At the two-day S60 Summit in Barcelona, Samsung and Nokia formally announced the Samsung L870 smartphone, a new S60-based device with a 2.4-inch QVGA display, a video-capable three megapixel camera, integrated FM receiver, EDGE/GPRS and HSDPA connectivity, and 50 MB of user memory with microSD expansion. But what sent eyebrows rising was not that the S60 ecosystem just bagged its 79th device—it’s that the L870 will apparently sport Apple’s Mobile Safari Web browser, apparently as the result of an as-yet-unconfirmed agreement with Apple.
"We are happy to compliment our product portfolio with yet another appealing S60 mobile, Samsung L870 that is fully customized with style, performance, and user interface," said Samsung’s VP of mobile communication Jongin Kim, in a statement. "With S60, we can successfully deliver the latest mobile technology with fully customizable applications and intuitive user interfaces."
Samsung had previously announced the L870 in The Netherlands in April; the phone is currently expected to be available in European markets this month, but the company has offered no information on if—or when—the device might reach North America.

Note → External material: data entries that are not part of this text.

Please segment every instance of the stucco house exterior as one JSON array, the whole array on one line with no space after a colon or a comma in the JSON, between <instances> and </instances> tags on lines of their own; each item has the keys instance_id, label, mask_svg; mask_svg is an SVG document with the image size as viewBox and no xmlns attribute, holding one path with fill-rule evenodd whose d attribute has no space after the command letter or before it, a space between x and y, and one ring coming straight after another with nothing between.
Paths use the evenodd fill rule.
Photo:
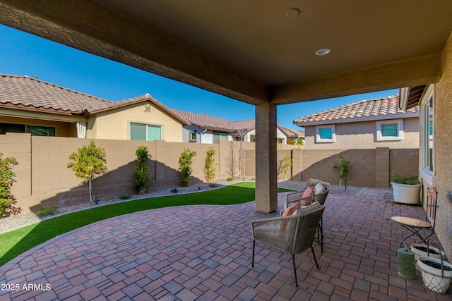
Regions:
<instances>
[{"instance_id":1,"label":"stucco house exterior","mask_svg":"<svg viewBox=\"0 0 452 301\"><path fill-rule=\"evenodd\" d=\"M362 100L301 117L305 149L417 149L419 106L398 107L398 94Z\"/></svg>"},{"instance_id":2,"label":"stucco house exterior","mask_svg":"<svg viewBox=\"0 0 452 301\"><path fill-rule=\"evenodd\" d=\"M216 144L219 140L256 141L256 122L254 119L230 121L219 117L170 109L174 114L190 122L184 127L183 142ZM295 140L304 140L304 133L277 125L278 143L290 144Z\"/></svg>"},{"instance_id":3,"label":"stucco house exterior","mask_svg":"<svg viewBox=\"0 0 452 301\"><path fill-rule=\"evenodd\" d=\"M189 123L146 94L111 102L22 75L0 74L0 134L182 142Z\"/></svg>"}]
</instances>

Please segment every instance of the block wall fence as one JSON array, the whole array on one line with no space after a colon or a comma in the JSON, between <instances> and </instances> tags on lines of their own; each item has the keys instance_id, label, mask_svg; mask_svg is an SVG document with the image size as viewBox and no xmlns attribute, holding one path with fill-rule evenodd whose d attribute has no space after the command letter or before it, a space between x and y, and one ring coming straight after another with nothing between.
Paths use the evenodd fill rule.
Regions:
<instances>
[{"instance_id":1,"label":"block wall fence","mask_svg":"<svg viewBox=\"0 0 452 301\"><path fill-rule=\"evenodd\" d=\"M150 190L170 188L179 185L177 171L179 157L184 147L196 152L192 166L191 184L206 182L204 163L209 147L217 151L215 158L217 180L228 177L253 178L256 176L254 142L220 140L218 145L167 142L165 141L130 141L93 140L96 146L105 149L108 171L93 181L93 194L97 199L134 194L133 190L135 151L148 147L150 164ZM36 209L42 204L64 206L89 200L88 184L81 184L73 171L66 167L69 156L91 140L37 137L30 134L7 133L0 135L2 159L13 156L16 182L12 193L23 212ZM240 146L242 145L242 147ZM242 151L240 148L242 147ZM376 148L373 149L309 150L298 145L278 145L278 164L286 155L292 159L287 174L278 175L280 180L305 181L314 178L337 184L339 176L333 164L339 155L350 161L347 185L389 187L392 173L417 173L418 149Z\"/></svg>"}]
</instances>

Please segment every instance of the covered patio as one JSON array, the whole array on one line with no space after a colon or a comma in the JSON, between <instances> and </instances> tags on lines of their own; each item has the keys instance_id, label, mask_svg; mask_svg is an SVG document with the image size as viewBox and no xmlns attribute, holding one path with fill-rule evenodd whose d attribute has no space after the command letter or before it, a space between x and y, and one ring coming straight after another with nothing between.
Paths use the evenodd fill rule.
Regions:
<instances>
[{"instance_id":1,"label":"covered patio","mask_svg":"<svg viewBox=\"0 0 452 301\"><path fill-rule=\"evenodd\" d=\"M406 233L391 217L425 213L388 199L391 193L363 188L354 196L328 195L323 254L314 242L321 269L310 252L297 255L299 288L290 254L258 242L251 268L249 221L278 214L256 211L253 202L150 210L60 235L0 267L1 283L20 285L0 291L0 299L448 300L419 277L398 276ZM278 194L278 209L285 194ZM25 283L42 286L23 290Z\"/></svg>"}]
</instances>

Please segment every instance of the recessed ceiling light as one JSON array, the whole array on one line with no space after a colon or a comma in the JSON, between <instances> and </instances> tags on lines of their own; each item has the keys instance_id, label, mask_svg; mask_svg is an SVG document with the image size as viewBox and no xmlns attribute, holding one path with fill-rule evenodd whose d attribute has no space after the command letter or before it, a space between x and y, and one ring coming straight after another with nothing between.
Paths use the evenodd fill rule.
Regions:
<instances>
[{"instance_id":1,"label":"recessed ceiling light","mask_svg":"<svg viewBox=\"0 0 452 301\"><path fill-rule=\"evenodd\" d=\"M298 8L290 8L285 12L285 16L290 19L297 17L298 15L299 15L299 9Z\"/></svg>"},{"instance_id":2,"label":"recessed ceiling light","mask_svg":"<svg viewBox=\"0 0 452 301\"><path fill-rule=\"evenodd\" d=\"M321 49L319 49L316 51L316 55L319 56L326 56L330 52L331 52L331 49L330 49L329 48L322 48Z\"/></svg>"}]
</instances>

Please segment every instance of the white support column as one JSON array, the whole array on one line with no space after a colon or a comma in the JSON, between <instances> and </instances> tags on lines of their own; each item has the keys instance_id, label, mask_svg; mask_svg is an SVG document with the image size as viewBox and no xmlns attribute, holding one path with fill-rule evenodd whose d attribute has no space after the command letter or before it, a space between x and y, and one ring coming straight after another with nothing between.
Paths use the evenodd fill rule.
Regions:
<instances>
[{"instance_id":1,"label":"white support column","mask_svg":"<svg viewBox=\"0 0 452 301\"><path fill-rule=\"evenodd\" d=\"M256 209L278 208L276 106L256 106Z\"/></svg>"}]
</instances>

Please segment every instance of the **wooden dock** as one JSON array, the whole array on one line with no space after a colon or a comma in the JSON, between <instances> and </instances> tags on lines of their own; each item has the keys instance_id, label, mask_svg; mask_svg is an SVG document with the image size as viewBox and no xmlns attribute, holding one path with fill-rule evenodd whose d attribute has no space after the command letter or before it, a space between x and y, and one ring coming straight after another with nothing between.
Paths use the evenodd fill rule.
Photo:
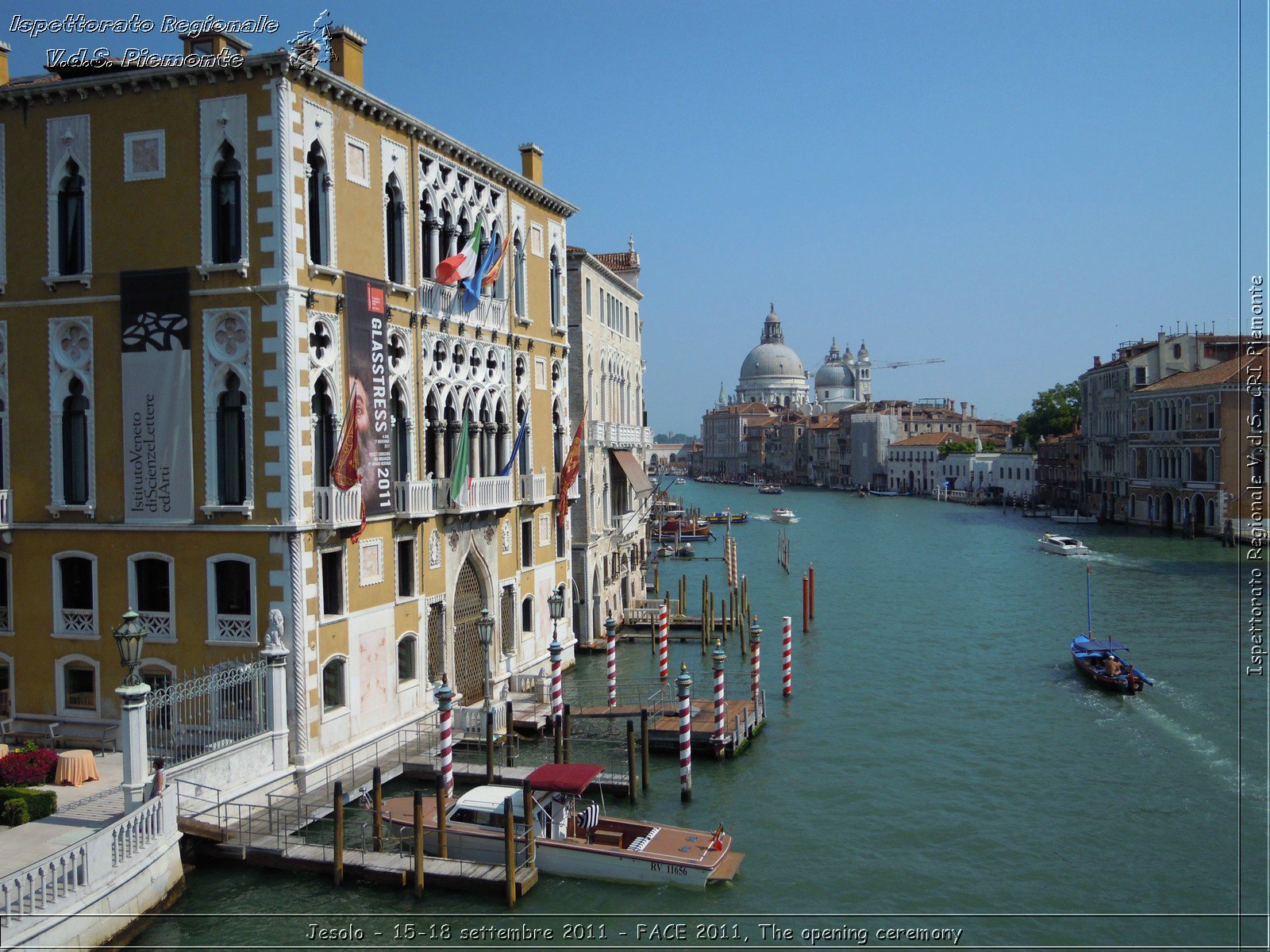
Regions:
<instances>
[{"instance_id":1,"label":"wooden dock","mask_svg":"<svg viewBox=\"0 0 1270 952\"><path fill-rule=\"evenodd\" d=\"M244 859L251 866L288 872L310 872L330 875L331 848L306 844L288 845L284 852L277 849L250 848L243 853L236 847L217 847L226 858ZM410 886L414 859L398 853L376 853L373 850L347 849L344 852L344 876L364 880L385 886ZM497 863L474 863L458 859L442 859L429 856L423 861L423 877L427 887L461 890L466 892L490 892L505 895L507 869ZM516 897L521 899L538 881L536 866L521 866L516 869Z\"/></svg>"},{"instance_id":2,"label":"wooden dock","mask_svg":"<svg viewBox=\"0 0 1270 952\"><path fill-rule=\"evenodd\" d=\"M748 746L763 726L767 716L762 698L753 701L724 701L724 753L734 757ZM714 750L715 713L712 701L691 701L691 730L693 749ZM570 708L573 717L639 718L640 708L634 704L589 706ZM654 712L648 724L648 744L658 750L679 749L679 716L674 712Z\"/></svg>"}]
</instances>

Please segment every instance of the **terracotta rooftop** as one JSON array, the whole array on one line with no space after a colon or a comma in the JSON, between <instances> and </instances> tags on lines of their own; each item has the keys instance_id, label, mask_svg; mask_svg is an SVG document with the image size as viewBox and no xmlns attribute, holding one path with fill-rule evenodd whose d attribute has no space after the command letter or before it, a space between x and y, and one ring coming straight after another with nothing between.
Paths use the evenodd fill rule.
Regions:
<instances>
[{"instance_id":1,"label":"terracotta rooftop","mask_svg":"<svg viewBox=\"0 0 1270 952\"><path fill-rule=\"evenodd\" d=\"M596 260L611 272L629 272L639 268L639 255L635 251L611 251L596 255Z\"/></svg>"},{"instance_id":2,"label":"terracotta rooftop","mask_svg":"<svg viewBox=\"0 0 1270 952\"><path fill-rule=\"evenodd\" d=\"M955 433L918 433L916 437L892 443L893 447L939 447L945 443L961 442Z\"/></svg>"},{"instance_id":3,"label":"terracotta rooftop","mask_svg":"<svg viewBox=\"0 0 1270 952\"><path fill-rule=\"evenodd\" d=\"M1265 350L1253 355L1242 354L1213 367L1205 367L1203 371L1185 371L1182 373L1175 373L1172 377L1165 377L1163 380L1156 381L1149 387L1143 387L1137 392L1157 393L1162 390L1185 390L1187 387L1206 387L1219 383L1238 383L1243 380L1245 369L1253 363L1261 367L1261 380L1265 381L1266 357L1267 353Z\"/></svg>"}]
</instances>

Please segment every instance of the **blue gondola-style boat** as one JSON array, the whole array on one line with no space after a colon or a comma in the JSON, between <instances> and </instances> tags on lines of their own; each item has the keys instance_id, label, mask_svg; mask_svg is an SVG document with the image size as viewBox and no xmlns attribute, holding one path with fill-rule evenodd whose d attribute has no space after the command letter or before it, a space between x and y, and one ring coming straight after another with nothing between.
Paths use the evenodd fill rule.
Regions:
<instances>
[{"instance_id":1,"label":"blue gondola-style boat","mask_svg":"<svg viewBox=\"0 0 1270 952\"><path fill-rule=\"evenodd\" d=\"M1085 566L1085 613L1088 631L1072 638L1072 661L1076 669L1100 688L1120 694L1137 694L1153 684L1126 658L1128 646L1115 638L1093 637L1093 602L1090 593L1090 566Z\"/></svg>"},{"instance_id":2,"label":"blue gondola-style boat","mask_svg":"<svg viewBox=\"0 0 1270 952\"><path fill-rule=\"evenodd\" d=\"M1137 694L1144 685L1154 682L1125 658L1128 650L1115 638L1081 635L1072 640L1072 660L1086 678L1107 691Z\"/></svg>"}]
</instances>

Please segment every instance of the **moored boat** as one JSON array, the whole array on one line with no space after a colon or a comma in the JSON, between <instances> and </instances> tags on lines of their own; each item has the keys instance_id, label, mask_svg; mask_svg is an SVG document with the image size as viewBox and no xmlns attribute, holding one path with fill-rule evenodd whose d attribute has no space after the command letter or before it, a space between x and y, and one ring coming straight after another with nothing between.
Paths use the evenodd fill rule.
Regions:
<instances>
[{"instance_id":1,"label":"moored boat","mask_svg":"<svg viewBox=\"0 0 1270 952\"><path fill-rule=\"evenodd\" d=\"M1054 555L1088 555L1090 547L1081 542L1078 538L1072 538L1071 536L1054 536L1045 533L1036 542L1045 552L1053 552Z\"/></svg>"},{"instance_id":2,"label":"moored boat","mask_svg":"<svg viewBox=\"0 0 1270 952\"><path fill-rule=\"evenodd\" d=\"M737 523L749 522L749 512L734 513L730 509L724 509L721 513L711 513L707 515L706 522L716 526L721 526L724 523L732 523L735 526Z\"/></svg>"},{"instance_id":3,"label":"moored boat","mask_svg":"<svg viewBox=\"0 0 1270 952\"><path fill-rule=\"evenodd\" d=\"M613 882L706 886L737 875L744 854L732 849L723 825L714 833L603 816L580 795L602 773L597 764L546 764L528 776L535 856L540 872ZM508 801L511 801L508 803ZM448 856L471 862L504 862L505 806L523 836L521 787L484 786L446 806ZM413 826L409 797L385 805L394 823ZM401 819L398 819L401 817ZM424 852L437 853L436 805L424 803Z\"/></svg>"}]
</instances>

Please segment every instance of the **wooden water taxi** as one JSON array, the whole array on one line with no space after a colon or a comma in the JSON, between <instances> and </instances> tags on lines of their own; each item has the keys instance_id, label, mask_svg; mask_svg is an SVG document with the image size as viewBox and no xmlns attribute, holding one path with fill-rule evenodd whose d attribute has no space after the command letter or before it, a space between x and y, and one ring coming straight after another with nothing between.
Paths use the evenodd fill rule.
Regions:
<instances>
[{"instance_id":1,"label":"wooden water taxi","mask_svg":"<svg viewBox=\"0 0 1270 952\"><path fill-rule=\"evenodd\" d=\"M603 816L582 793L603 772L598 764L546 764L526 781L532 791L535 856L540 872L587 880L707 886L737 875L744 854L723 825L714 833ZM525 791L484 786L451 800L446 847L453 859L504 861L504 809L511 800L517 835L525 835ZM409 797L385 803L394 823L413 826ZM436 803L424 803L424 852L437 853Z\"/></svg>"},{"instance_id":2,"label":"wooden water taxi","mask_svg":"<svg viewBox=\"0 0 1270 952\"><path fill-rule=\"evenodd\" d=\"M749 522L749 512L734 513L732 509L724 509L721 513L711 513L707 515L706 522L715 526L723 526L725 523L737 526L743 522Z\"/></svg>"},{"instance_id":3,"label":"wooden water taxi","mask_svg":"<svg viewBox=\"0 0 1270 952\"><path fill-rule=\"evenodd\" d=\"M1090 547L1081 542L1078 538L1072 538L1071 536L1053 536L1045 533L1039 539L1036 539L1041 550L1045 552L1053 552L1054 555L1088 555Z\"/></svg>"}]
</instances>

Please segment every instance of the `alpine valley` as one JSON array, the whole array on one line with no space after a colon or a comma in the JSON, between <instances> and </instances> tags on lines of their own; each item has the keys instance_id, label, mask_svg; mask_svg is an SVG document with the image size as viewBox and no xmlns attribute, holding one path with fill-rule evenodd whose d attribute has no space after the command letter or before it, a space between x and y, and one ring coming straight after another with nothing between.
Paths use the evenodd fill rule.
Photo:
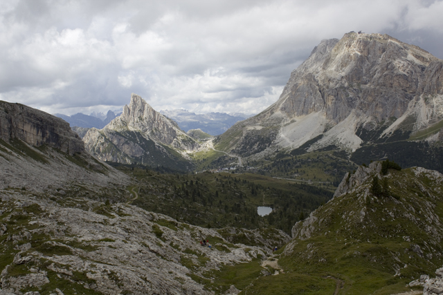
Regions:
<instances>
[{"instance_id":1,"label":"alpine valley","mask_svg":"<svg viewBox=\"0 0 443 295\"><path fill-rule=\"evenodd\" d=\"M0 295L443 294L442 66L324 40L218 136L0 102Z\"/></svg>"}]
</instances>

By way of a 2005 agreement, the default Web browser in the S60 platform is based on WebKit, which is the same underpinning for Apple’s desktop and mobile versions of Safari. It’s possible the revelation the L870 includes Safari is a marketing or PR gaffe that confuses WebKit with the Mobile Safari application—but it could also indicate a willingness on Apple’s part to license mobile applications. And after all, the company also develops Safari for WIndows—wouldn’t it be ironic if, for instance, a mobile version of Safari were to appear for Windows Mobile devices?
[Update 29-May-2008: Samsung has confirmed the Web browser in the L870 is the default S60 browser based on WebKit, not Apple’s Safari application, although Samsung is still apparently referring to the application as the “S60 Safari browser,” perpetuating the confusion.]